Friday, June 02, 2006

A Rambling Review of X-Men: The Last Stand

A Rambling Review of


X-Men: The Last Stand


It was May 2003 and I was walking out of a theater after seeing X2. I was ecstatic. I had just seen one of the best films made from a comic strip ever and they hinted at a grander sequel. They were going to tackle the infamous 'Dark Phoenix' saga, a tale that turns the loveable and amiable Jean Grey into a horrible and unstoppable mass murderer. I could not be happier or more excited. How long would I have to wait? I knew that it would take a while but after the second movie how could they mess up. The characters were dead on, just the right amount of cheekiness mixed in with real human emotion set in a world with mutants that had amazing power. As long as they took the time to tackle it they could have the best movie ever.


May 2006....


X-Men: The Last Stand. It finally came. The box they packaged it in sure was shiny. That should have been my first sign something was wrong. Never being one to pick up on signs I took no notice of these ones. Even when I learned that the director was somebody new I did not worry. I am too optimistic sometimes. The new director was Brett Ratner; he was the director of both Rush Hour and Rush Hour 2 and apparently the impending Rush Hour 3. Bryan Singer the director of the first two X-Men titles ran off to play with Superman and Brett took over the reins of the hugely ambitious storyline of X3. The fan boys (a cute pet name for the die hard comic book dorks that could tell you everything that has happened in the comic book world but can't tell you if they will ever date) were up in arms apparently. Brett Ratner knew that he had a huge story in his hands and it was his to destroy, so he did what any good director and non-comic enthusiast would do. He added characters and I mean a lot of them. There are so many characters in this film that it's ridiculous. They even had to get Frasier Crane to play one of them, that's how many characters there were! I mean Frasier Crane! All these characters and yet he forgot that he needed a character driven plot. Instead he focused on having Magneto leer and Wolverine slash. Everyone else stood around. They introduced one of the coolest X-men characters into the film, Angel. In the comic books he is a Greek god; amazingly powerful and graceful in flight. In the movie he looks like the blond dorky kid (Anthony Michael Hall) from Weird Science, Breakfast Club and Sixteen Candles fame. Great casting.
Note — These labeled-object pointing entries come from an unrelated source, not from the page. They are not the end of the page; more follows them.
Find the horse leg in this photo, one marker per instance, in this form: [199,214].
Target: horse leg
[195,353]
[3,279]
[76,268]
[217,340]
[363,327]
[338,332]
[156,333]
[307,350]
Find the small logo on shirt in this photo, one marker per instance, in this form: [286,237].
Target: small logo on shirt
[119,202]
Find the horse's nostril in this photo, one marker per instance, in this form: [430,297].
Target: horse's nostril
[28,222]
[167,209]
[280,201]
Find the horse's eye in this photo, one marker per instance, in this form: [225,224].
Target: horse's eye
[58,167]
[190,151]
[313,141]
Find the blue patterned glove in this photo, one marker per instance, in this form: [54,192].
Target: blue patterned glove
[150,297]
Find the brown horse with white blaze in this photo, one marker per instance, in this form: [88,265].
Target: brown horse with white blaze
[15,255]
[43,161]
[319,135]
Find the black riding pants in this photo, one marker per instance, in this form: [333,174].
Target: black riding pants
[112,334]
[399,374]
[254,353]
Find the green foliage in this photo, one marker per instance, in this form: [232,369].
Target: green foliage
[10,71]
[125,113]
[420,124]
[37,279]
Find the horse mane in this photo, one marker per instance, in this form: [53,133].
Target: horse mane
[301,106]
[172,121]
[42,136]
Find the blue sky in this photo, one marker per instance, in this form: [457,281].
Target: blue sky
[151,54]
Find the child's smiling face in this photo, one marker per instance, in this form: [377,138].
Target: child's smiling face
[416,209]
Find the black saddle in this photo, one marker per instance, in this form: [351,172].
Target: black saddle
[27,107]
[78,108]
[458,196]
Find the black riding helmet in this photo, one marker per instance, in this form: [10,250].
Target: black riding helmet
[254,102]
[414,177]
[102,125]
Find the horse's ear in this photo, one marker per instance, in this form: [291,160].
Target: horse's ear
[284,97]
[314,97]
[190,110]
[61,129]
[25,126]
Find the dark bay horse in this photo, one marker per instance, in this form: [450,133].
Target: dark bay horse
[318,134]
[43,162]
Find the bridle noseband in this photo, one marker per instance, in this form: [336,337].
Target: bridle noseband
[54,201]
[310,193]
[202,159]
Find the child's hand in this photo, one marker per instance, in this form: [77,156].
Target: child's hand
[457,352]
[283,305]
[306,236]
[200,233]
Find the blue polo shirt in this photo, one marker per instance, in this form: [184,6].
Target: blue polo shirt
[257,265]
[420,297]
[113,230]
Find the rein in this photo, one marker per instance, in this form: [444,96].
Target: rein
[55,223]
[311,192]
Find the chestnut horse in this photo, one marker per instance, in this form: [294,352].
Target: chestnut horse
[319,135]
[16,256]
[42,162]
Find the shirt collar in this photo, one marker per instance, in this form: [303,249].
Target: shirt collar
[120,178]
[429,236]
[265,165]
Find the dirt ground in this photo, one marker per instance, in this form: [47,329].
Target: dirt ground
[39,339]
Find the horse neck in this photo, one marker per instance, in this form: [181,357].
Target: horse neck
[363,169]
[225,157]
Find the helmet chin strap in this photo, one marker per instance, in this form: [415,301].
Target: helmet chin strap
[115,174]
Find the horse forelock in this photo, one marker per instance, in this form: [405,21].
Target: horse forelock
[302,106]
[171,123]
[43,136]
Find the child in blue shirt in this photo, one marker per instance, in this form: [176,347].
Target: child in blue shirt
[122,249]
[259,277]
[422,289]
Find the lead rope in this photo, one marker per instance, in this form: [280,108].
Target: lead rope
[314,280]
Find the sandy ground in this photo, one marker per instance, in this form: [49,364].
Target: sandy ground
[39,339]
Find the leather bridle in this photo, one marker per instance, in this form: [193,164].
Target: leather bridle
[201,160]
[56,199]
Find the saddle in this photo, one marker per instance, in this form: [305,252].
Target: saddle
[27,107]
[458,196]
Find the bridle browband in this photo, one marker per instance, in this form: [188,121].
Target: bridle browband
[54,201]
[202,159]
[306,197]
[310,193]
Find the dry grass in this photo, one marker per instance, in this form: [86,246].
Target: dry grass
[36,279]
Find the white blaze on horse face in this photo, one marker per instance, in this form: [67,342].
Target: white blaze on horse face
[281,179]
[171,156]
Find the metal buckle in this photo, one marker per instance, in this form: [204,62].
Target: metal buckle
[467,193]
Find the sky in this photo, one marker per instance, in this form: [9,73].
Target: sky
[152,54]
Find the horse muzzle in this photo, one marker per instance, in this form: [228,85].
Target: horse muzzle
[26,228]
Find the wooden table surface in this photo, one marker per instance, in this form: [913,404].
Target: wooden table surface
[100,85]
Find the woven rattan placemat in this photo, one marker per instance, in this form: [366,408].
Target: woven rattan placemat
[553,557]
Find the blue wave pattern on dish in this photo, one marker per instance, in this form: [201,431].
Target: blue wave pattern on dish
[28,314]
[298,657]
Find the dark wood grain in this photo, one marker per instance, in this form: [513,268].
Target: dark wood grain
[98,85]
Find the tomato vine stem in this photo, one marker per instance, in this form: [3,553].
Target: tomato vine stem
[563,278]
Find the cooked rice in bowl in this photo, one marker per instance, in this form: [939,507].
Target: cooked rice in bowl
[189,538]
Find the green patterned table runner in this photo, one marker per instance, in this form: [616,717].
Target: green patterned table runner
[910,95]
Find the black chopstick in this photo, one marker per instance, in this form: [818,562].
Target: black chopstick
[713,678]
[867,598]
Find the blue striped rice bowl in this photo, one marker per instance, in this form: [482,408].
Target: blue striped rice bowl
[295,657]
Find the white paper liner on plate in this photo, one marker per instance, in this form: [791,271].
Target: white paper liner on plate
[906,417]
So our little Dark Phoenix, aka, Famke Janssen, how was she? Well I could not tell if she read the script or not. She spent most of the time alternating between looking confused and looking apathetic. When she was supposed to be really upset about something she kind of looked like she suffered from constipation. So her acting consisted of her looking constipated while the special effects department tried to make something cool happen or a blank stare as people tried to interact with her. What about Wolverine, he was slash happy so that is good right? It should have been. Hugh Jackman had put in a decent Wolverine act in the previous movies so he had it down right? Not really a lot of the jokes he delivered were jokes you could have seen Wolvie say but the delivery wasn't quite right. He seemed happy go lucky and it just didn't feel right to me.


So I hated the movie... but I also enjoyed it. I made myself watch it for what it was. A light hearted romp through one of the best and most shockingly grim comic book tales ever layed out in the X-men comic books. I let myself enjoy the computer graphics. With no character story what else was there. I enjoyed seeing Magneto move the Golden Gate Bridge to Alcatraz. I enjoyed the effect that the Phoenix had on the people as she some how turned them into ash and disbursed them into the swirling air. How she was like an atom bomb always about to go off or a girl that really needed ex-lax; that when you stop and think about it might be one and the same. I let go of the fact that what I like about comics is that these characters have lives that go on even during the fights. That they worry about never embracing their loved ones ever again as they try to crawl out of the rubble of a collapsed building. Or that they get a choice between saving that loved one from death or saving the world. I love that when it's all over and they win they still have to go home and face whatever they had left behind to save the city. Whether it is a painful separation, a loved ones death, increasingly unpayable bills or just the fact that they are so different and alienated from the world. I let myself forget and forgive Ratner for not telling the story right. For taking a great epic tale and turning it into a package of Pop Rocks, all fizz and pop and no relevance and no story. I even allowed myself to not feel robbed by the emotionless final scene on the battlefield as someone made a sacrifice that went against his heart and his own emotions. I allowed myself to enjoy a total failure but when I tried to review it all I can remember it as is a step backward. So that is what I will call it a step backward and a computer generated pile of poo. It lacked story and substance but wow did it look pretty. Well maybe not Famke's Dye job.


Was it a good movie? No. Would I see it again? Maybe. Could it have been better? Infintely. My rating: See it but don't expect to like it if you have ever enjoyed a comic book or one of the previous movies.